Department of Psychology, University of Oslo, Oslo, Norway.
Faculty of Computing and Telecommunications, Poznan University of Technology, Poznan, Poland.
Nat Commun. 2024 Aug 29;15(1):7497. doi: 10.1038/s41467-024-51740-9.
Given the profound societal impact of conspiracy theories, probing the psychological factors associated with their spread is paramount. Most research lacks large-scale behavioral outcomes, leaving factors related to actual online support for conspiracy theories uncertain. We bridge this gap by combining the psychological self-reports of 2506 Twitter (currently X) users with machine-learning classification of whether the textual data from their 7.7 million social media engagements throughout the pandemic supported six common COVID-19 conspiracy theories. We assess demographic factors, political alignment, factors derived from theory of reasoned action, and individual psychological differences. Here, we show that being older, self-identifying as very left or right on the political spectrum, and believing in false information constitute the most consistent risk factors; denialist tendencies, confidence in one's ability to spot misinformation, and political conservativism are positively associated with support for one conspiracy theory. Combining artificial intelligence analyses of big behavioral data with self-report surveys can effectively identify and validate risk factors for phenomena evident in large-scale online behaviors.
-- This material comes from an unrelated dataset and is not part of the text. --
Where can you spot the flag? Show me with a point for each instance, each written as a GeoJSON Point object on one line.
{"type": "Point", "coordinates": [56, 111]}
鉴于阴谋论对社会产生的深远影响,探究其传播相关的心理因素至关重要。大多数研究缺乏大规模的行为结果,使得与阴谋论实际在线支持相关的因素不确定。我们通过将 2506 名 Twitter(现为 X)用户的心理自我报告与机器学习分类相结合,来填补这一空白,该分类是根据他们在整个大流行期间的 770 万社交媒体互动中的文本数据,判断其是否支持六种常见的 COVID-19 阴谋论。我们评估了人口统计学因素、政治立场、源自理性行为理论的因素以及个体心理差异。在这里,我们表明,年龄较大、自我认定为政治光谱上非常左或非常右,以及相信虚假信息是最一致的风险因素;否认倾向、对自己识别错误信息能力的信心以及政治保守主义与对一个阴谋论的支持呈正相关。将人工智能对大规模行为数据的分析与自我报告调查相结合,可以有效地识别和验证在大规模在线行为中明显存在的现象的风险因素。